For science, the discovery posed a challenge to well established theories of the mechanisms of superconductivity. Accepted theories did not predict this phenomena and did not provide a guide of how to proceed. For the industry, and for consumers, the discovery offered new hope for the possibility that superconductors might yet come into widespread common use, affecting a wide range of activities ranging from vehicle transportation, to energy conversion and storage, to information processing, to medical and material diagnostics.
The sudden emergence of high temperature superconductivity provides an opportunity to examine the response of public and private institutions to a major unexpected breakthrough which at least for a brief time captured the attention of scientists, industrialisits, and policymakers. It provides a chance to see how policies take shape as various arms of the bureaucracy vie for a role in its development, and as various firms and laboratories move to position themselves in the industry. And it provides a chance to view the use of cooperative R&D as institutions move to strengthen themselves quickly in this area.
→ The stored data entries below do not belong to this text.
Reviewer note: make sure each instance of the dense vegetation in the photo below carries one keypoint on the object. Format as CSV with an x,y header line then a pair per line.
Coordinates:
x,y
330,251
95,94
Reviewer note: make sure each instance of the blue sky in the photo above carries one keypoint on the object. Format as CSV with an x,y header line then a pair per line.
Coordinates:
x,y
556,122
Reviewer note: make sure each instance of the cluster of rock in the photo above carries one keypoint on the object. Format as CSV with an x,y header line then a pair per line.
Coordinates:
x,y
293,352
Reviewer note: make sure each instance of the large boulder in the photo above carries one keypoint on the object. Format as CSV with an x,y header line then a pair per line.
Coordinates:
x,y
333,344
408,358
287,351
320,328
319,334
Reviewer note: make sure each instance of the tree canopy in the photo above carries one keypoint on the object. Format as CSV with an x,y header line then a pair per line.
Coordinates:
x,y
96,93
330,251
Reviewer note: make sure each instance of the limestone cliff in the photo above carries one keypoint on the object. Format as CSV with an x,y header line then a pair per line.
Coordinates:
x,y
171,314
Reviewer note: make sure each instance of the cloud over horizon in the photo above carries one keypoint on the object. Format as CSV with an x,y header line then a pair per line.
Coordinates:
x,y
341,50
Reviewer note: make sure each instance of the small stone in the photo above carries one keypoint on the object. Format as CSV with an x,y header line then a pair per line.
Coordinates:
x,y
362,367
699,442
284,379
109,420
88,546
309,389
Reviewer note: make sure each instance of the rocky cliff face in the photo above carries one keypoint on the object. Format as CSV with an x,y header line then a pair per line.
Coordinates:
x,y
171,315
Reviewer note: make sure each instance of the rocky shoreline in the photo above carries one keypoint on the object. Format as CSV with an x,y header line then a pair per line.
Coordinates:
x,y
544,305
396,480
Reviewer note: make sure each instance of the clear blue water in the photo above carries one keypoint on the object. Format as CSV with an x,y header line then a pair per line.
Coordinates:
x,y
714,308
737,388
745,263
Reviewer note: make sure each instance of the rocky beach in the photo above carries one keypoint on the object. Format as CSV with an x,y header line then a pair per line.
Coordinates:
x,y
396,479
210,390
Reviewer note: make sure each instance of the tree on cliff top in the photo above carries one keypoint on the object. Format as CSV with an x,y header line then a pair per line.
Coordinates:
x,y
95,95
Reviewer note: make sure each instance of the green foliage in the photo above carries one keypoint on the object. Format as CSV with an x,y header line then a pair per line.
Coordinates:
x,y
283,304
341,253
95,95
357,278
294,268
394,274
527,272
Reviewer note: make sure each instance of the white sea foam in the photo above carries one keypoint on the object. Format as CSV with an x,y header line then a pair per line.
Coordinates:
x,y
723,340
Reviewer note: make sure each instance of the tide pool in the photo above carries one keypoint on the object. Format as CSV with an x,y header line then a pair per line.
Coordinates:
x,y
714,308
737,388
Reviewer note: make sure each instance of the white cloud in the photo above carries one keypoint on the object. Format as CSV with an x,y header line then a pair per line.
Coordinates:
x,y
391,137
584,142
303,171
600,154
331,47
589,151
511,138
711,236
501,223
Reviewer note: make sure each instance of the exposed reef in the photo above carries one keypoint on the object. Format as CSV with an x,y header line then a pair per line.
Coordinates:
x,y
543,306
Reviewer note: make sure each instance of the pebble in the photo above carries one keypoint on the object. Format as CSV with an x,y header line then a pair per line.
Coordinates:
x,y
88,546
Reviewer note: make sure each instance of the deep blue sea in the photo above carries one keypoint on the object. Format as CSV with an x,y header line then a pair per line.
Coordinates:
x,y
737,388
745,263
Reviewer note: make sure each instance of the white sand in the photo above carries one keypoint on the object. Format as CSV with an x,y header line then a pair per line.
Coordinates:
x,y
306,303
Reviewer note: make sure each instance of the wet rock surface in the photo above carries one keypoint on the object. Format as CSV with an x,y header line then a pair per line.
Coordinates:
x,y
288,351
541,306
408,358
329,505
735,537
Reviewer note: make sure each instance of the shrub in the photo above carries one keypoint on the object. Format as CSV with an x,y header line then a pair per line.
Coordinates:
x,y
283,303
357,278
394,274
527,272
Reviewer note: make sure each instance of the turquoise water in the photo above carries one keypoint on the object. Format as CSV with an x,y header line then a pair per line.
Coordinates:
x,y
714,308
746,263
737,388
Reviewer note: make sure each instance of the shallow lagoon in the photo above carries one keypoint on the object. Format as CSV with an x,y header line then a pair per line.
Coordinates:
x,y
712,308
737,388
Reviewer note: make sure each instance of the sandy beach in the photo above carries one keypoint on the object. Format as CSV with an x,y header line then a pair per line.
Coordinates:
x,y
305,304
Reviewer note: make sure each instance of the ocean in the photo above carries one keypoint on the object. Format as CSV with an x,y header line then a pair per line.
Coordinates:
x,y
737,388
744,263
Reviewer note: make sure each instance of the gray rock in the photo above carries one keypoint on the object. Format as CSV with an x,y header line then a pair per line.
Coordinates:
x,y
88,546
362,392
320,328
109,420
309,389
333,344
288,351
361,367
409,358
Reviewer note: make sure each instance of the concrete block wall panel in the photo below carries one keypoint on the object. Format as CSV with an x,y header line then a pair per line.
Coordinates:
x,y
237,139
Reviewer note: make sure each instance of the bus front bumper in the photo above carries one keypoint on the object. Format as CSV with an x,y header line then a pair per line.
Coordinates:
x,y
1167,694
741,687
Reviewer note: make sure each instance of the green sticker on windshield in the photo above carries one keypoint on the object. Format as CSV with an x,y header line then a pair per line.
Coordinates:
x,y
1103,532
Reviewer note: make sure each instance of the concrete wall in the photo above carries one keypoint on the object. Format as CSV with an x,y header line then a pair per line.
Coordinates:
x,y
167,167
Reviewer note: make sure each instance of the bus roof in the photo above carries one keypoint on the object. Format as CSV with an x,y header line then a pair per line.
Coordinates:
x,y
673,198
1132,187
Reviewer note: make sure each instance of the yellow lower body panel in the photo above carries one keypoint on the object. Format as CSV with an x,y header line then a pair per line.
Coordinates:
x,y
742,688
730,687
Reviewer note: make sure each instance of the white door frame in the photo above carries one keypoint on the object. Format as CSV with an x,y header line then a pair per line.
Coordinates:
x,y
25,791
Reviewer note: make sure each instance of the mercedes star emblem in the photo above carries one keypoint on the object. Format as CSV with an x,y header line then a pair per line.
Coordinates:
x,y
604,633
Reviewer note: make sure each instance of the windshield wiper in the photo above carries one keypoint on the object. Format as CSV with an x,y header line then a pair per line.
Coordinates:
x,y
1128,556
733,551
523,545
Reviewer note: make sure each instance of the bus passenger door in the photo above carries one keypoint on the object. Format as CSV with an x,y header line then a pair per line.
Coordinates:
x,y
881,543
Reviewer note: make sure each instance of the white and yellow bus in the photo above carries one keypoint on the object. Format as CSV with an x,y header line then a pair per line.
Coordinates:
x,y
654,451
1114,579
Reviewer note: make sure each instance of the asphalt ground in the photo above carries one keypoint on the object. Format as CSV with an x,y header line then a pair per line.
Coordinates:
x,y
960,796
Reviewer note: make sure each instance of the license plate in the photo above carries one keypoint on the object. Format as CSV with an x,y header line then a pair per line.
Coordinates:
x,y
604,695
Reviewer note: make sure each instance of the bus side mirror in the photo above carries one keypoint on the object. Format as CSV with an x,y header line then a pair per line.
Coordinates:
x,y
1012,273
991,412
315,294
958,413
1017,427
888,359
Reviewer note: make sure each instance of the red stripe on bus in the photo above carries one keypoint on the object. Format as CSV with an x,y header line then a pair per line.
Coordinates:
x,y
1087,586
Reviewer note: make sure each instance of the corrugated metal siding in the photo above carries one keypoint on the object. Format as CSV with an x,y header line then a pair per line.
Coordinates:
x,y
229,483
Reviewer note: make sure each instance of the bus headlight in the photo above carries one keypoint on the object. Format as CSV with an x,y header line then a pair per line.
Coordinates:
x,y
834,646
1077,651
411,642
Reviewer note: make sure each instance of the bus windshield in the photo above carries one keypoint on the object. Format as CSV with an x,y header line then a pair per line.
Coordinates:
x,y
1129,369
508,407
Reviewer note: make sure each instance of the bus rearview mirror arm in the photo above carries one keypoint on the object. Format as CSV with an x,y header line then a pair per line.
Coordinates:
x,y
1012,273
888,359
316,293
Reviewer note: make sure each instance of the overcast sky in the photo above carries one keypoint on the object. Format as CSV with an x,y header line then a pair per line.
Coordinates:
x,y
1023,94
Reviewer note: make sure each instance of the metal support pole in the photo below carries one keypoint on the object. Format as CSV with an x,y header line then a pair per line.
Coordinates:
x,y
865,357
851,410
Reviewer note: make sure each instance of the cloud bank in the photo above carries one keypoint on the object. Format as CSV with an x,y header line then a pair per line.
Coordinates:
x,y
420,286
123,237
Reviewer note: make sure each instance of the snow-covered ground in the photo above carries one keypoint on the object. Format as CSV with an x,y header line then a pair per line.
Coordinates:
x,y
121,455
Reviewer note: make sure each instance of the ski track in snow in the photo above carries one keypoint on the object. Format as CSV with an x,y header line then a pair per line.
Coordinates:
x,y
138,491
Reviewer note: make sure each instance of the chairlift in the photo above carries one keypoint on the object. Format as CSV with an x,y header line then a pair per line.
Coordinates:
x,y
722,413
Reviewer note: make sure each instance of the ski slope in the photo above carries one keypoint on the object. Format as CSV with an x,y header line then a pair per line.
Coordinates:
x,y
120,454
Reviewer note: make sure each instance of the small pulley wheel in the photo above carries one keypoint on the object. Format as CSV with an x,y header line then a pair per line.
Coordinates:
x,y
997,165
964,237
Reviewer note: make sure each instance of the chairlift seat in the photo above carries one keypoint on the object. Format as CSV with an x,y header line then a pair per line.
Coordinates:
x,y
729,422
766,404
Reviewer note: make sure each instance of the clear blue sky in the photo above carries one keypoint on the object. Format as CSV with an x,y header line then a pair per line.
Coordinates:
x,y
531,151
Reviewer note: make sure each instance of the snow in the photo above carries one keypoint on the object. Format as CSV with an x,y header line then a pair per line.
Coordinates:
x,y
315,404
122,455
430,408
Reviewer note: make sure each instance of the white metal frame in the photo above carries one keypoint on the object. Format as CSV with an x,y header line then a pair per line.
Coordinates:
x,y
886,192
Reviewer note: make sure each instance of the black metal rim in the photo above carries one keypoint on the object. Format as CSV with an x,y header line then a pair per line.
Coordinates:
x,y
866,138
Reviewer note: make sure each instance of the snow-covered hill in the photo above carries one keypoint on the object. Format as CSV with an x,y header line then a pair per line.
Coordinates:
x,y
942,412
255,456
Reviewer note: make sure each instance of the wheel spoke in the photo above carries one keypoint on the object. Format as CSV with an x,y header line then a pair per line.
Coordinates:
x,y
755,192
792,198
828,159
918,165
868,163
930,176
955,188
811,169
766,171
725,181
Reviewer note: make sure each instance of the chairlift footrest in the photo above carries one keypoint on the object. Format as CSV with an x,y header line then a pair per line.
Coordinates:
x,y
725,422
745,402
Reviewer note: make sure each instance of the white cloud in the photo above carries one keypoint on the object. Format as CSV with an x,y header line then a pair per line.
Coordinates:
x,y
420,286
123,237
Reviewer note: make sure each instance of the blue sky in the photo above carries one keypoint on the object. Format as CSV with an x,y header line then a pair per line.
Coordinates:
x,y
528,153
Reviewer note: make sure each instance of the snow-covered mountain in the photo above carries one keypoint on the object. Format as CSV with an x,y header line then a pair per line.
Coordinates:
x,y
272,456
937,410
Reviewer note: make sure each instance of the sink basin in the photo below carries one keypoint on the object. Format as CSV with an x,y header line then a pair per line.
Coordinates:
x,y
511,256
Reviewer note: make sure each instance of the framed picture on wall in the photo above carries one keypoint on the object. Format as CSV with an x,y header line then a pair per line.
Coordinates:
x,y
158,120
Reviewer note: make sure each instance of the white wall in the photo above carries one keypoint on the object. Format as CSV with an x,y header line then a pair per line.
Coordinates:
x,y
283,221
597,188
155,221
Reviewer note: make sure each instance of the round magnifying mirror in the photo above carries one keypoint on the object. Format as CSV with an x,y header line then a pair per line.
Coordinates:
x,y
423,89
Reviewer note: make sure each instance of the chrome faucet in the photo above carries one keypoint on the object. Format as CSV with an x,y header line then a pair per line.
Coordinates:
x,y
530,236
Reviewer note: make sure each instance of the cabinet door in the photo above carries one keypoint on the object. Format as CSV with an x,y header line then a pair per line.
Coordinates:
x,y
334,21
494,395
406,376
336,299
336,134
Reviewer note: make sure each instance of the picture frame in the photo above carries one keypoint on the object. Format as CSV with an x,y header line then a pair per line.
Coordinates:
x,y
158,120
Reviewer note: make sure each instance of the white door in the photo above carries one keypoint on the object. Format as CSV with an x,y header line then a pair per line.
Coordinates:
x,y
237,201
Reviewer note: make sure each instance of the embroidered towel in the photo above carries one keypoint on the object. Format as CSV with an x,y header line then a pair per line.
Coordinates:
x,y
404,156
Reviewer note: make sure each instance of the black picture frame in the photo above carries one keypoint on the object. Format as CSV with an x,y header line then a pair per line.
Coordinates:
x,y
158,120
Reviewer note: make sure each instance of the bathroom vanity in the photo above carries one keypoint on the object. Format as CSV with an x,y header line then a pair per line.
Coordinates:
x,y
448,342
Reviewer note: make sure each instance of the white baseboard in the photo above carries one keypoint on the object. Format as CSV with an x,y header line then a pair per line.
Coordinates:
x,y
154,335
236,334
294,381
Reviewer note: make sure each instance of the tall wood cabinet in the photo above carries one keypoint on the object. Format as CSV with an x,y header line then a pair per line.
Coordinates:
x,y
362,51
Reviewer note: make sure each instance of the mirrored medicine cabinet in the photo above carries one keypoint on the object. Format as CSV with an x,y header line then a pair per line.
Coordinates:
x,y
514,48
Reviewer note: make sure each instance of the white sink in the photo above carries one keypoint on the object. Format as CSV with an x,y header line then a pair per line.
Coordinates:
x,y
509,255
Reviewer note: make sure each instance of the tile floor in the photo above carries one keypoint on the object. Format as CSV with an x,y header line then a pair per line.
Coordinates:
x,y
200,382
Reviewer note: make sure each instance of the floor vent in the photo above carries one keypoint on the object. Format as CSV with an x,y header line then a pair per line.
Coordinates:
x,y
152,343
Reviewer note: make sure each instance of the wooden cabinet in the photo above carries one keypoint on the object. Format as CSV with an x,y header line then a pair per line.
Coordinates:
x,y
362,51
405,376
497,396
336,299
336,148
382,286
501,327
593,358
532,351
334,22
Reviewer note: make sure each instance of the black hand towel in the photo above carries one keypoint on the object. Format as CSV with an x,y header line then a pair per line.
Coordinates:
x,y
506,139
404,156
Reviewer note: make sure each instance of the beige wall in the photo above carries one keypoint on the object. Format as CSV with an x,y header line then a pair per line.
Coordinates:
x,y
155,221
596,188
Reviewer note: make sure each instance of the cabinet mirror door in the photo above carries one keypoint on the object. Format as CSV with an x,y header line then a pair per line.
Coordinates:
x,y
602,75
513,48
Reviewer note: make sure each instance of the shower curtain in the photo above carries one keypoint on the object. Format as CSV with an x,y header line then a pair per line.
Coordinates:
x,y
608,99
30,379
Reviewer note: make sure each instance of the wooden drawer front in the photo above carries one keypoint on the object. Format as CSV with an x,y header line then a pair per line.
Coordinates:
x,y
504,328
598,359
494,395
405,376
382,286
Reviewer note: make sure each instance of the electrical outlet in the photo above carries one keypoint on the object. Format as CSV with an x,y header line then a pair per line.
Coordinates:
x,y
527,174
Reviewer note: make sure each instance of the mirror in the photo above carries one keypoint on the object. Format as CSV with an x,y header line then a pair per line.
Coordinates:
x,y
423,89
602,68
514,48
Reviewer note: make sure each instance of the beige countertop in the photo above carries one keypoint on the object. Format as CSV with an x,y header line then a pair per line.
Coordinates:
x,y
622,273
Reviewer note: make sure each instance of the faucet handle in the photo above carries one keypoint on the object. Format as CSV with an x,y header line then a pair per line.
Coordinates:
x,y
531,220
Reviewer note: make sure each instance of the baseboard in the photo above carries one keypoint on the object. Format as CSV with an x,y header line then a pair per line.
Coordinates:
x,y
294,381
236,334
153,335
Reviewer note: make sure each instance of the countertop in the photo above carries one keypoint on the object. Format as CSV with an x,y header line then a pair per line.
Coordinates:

High temperature superconductivity did not, however, occur in a technological vacuum as there did exist an established superconductivity industry in Japan which had developed over the previous 20 years. It was an industry which was reared over a history of large engineering projects, and is a history which is itself revealing of the uses of consortia for technology development.
In this chapter I will be examining the role of government policy in support of innovation and the role of R&D alliances through research and development projects in both high temperature and traditional low temperature superconductivity.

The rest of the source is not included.